Only alliances can help ease green transition
Current climate targets are insufficient and don’t fully account for the higher electricity consumption the electrification of economies from renewable energy sources will result in. While electrification provides an opportunity for economic growth, the huge transition of industries on the demand, generation and transmission and storage sides will need government guidance and support.
The global economy is facing a deep recession with the impact of Covid-19. People have seen profound changes in their lives with recession, unemployment and climate change. The World Bank stated that Covid-19 has triggered the deepest recession in decades.
The response is stunning and unparalleled: around 20 per cent of global GDP is being made available in various forms of economic and financial stimulus programmes, helping economies and industries to cope. We — countries, companies, and people — need to design and effectively utilise the worldwide stimulus programmes to accelerate the energy transition. We must realise a world where circular economies, decarbonised energy systems and industries alike are the norm.
Financing is an indispensable element of the energy transition and the main challenge for many projects. And in politically unstable, economically fragile geographies, even more so if they have accumulated disproportional sovereign debt.
Institutional investors are increasingly re-evaluating their investment strategies and reallocating funds from carbon-intensive investments to carbonneutral and decarbonising ventures.
Strong partnerships will be the decisive success factor in creating ecosystems with a significant pipeline of projects in new technology fields and in building basic infrastructure for developing countries.
Green signals
September proved to be a landmark moment, not only with the spin-off and listing of Siemens Energy on the Frankfurt stock exchange, as a standalone company focused on the energy transition. Germany issued its inaugural sovereign green bond in September, valued at $7.7 billion.
Egypt also entered the green bond market, with a debut $750 million bond.

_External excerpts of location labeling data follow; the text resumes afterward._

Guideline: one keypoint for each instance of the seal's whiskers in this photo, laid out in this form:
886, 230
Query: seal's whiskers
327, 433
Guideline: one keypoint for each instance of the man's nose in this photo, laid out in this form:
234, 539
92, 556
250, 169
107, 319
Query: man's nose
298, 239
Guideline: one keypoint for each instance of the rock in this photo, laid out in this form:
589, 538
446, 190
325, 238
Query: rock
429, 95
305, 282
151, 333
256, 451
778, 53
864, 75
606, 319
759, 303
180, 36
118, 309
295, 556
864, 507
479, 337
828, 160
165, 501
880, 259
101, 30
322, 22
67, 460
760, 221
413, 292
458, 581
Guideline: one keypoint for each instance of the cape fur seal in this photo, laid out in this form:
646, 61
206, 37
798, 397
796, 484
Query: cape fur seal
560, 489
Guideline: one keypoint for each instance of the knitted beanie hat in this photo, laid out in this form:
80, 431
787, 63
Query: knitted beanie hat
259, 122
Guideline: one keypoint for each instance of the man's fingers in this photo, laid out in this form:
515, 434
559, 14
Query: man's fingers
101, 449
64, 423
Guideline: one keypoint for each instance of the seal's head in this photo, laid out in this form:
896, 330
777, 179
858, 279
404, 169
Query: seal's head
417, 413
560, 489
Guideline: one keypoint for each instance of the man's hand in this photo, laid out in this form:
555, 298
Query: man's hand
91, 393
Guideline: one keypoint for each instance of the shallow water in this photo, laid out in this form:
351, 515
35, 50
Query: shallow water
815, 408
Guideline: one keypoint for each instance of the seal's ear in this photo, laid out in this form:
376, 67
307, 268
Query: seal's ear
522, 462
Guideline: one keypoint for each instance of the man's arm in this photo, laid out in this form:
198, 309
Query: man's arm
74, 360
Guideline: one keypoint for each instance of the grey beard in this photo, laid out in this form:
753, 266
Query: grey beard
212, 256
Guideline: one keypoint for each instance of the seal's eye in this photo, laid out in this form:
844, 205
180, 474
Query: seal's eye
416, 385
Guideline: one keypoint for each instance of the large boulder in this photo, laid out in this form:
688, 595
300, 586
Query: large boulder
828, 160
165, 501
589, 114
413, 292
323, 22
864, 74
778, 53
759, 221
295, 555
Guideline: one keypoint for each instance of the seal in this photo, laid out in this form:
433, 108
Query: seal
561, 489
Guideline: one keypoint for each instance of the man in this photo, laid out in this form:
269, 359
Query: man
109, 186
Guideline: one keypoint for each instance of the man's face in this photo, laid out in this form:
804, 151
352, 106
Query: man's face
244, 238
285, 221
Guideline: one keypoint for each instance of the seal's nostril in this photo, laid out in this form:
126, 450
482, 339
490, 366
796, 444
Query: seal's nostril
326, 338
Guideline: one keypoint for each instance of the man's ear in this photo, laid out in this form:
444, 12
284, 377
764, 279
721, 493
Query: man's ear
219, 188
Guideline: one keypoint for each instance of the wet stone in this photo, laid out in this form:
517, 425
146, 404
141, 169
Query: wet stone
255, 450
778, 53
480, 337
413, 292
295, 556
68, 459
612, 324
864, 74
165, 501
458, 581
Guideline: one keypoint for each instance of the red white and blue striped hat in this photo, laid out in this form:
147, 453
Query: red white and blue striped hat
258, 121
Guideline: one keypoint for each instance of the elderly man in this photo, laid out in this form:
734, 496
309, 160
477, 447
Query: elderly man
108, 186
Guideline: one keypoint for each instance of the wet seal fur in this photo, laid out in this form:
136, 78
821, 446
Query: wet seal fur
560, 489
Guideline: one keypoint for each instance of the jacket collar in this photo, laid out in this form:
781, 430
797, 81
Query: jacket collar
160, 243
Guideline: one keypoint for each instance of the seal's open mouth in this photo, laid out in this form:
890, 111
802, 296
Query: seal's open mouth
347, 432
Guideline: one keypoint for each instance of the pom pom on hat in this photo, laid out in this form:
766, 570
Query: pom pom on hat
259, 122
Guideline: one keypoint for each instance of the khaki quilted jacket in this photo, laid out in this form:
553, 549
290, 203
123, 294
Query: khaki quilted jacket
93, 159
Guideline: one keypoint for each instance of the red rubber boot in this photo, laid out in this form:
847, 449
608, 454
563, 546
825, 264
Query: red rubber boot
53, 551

State-controlled Saudi Electricity Company raised $1.3 billion with a green sukuk, the first of its kind in the Kingdom.
These issuances highlight the growing commitment from sovereign nations and their entities to pursue and fund renewable and green projects, they highlight capital market growing appetite to support such projects and highlight the business potential for the corporate sector.
To facilitate investment, environmental, social, and corporate governance (ESG) must clearly reflect in the core values of projects and corporates. There is a growing focus by equity investors and lenders on ESG-related topics. Consequently, companies and projects with strong sustainability elements potentially have access to a much broader funding basis, given an acceptable risk profile on the commercial side.

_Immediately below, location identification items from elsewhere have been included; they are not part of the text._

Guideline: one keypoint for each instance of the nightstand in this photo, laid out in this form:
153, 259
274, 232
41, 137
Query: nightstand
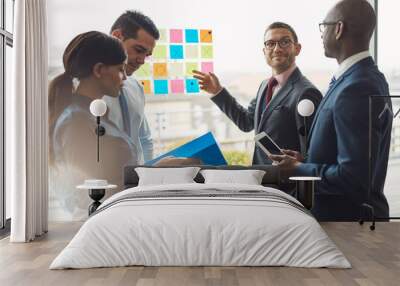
97, 190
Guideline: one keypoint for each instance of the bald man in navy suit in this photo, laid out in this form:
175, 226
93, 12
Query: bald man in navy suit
338, 150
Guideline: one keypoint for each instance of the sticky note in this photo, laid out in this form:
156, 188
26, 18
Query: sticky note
146, 86
177, 86
160, 86
191, 36
176, 52
175, 36
192, 52
205, 36
160, 70
190, 67
176, 69
192, 86
207, 67
206, 52
143, 71
160, 52
163, 36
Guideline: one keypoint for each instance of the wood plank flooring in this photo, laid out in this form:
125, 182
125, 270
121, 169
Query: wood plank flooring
374, 255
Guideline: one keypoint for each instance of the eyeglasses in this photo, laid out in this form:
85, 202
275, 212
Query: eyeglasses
322, 26
283, 43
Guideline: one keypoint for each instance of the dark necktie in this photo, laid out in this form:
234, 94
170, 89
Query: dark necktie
271, 84
333, 80
125, 113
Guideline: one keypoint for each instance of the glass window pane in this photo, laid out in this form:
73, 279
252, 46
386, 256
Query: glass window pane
8, 70
10, 15
1, 14
387, 48
389, 64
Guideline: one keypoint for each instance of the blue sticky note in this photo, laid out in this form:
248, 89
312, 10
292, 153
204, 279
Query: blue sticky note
176, 52
191, 36
204, 148
192, 86
161, 86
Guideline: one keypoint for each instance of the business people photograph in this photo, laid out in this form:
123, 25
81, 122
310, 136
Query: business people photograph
274, 109
311, 83
338, 150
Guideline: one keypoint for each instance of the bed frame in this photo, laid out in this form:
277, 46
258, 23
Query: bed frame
272, 178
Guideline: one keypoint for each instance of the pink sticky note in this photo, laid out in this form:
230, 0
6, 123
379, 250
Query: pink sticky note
207, 67
175, 36
177, 86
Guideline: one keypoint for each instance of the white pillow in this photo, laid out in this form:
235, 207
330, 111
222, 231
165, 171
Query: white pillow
166, 176
248, 177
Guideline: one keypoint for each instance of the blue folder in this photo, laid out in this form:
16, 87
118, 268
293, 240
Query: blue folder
204, 148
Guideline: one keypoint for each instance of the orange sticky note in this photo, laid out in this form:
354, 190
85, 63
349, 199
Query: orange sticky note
160, 70
205, 36
146, 86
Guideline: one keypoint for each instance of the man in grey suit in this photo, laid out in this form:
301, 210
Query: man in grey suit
274, 110
339, 150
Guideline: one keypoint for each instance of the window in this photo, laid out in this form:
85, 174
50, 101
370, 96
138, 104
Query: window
389, 64
6, 43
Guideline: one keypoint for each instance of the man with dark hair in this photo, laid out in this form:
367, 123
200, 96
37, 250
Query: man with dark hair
339, 136
138, 35
274, 110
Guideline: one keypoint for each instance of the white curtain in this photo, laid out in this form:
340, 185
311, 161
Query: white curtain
27, 123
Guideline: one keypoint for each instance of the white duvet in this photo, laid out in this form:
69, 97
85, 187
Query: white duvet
183, 231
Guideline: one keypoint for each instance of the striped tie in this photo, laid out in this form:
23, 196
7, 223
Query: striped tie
125, 113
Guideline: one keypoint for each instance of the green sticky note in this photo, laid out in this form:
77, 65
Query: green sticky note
143, 71
190, 67
160, 52
206, 52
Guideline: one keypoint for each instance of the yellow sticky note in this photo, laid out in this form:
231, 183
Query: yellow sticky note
146, 86
176, 69
160, 52
143, 71
190, 67
206, 52
205, 36
160, 70
163, 35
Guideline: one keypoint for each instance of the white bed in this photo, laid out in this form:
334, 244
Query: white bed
203, 225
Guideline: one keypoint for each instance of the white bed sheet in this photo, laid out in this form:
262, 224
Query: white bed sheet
200, 231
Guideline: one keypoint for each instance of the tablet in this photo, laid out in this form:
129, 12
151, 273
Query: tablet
267, 144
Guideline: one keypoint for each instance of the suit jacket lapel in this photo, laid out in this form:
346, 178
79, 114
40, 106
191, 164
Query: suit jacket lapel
280, 96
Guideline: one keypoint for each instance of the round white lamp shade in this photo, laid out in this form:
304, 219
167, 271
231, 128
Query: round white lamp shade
98, 107
305, 107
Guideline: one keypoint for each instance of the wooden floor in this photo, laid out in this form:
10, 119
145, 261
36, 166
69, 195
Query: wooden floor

However, the energy transition and the achievement of global decarbonisation targets can only be successful if sustainable financing is available to developing economies.
Strong partnerships will be the decisive success factor in creating ecosystems with a significant pipeline of projects in new technology fields and in building basic infrastructure for developing countries.
We have found that collaboration with strong partners and governments helps solve the financing challenges for the energy transition. That is one of our Top 10 priorities for a successful energy transformation.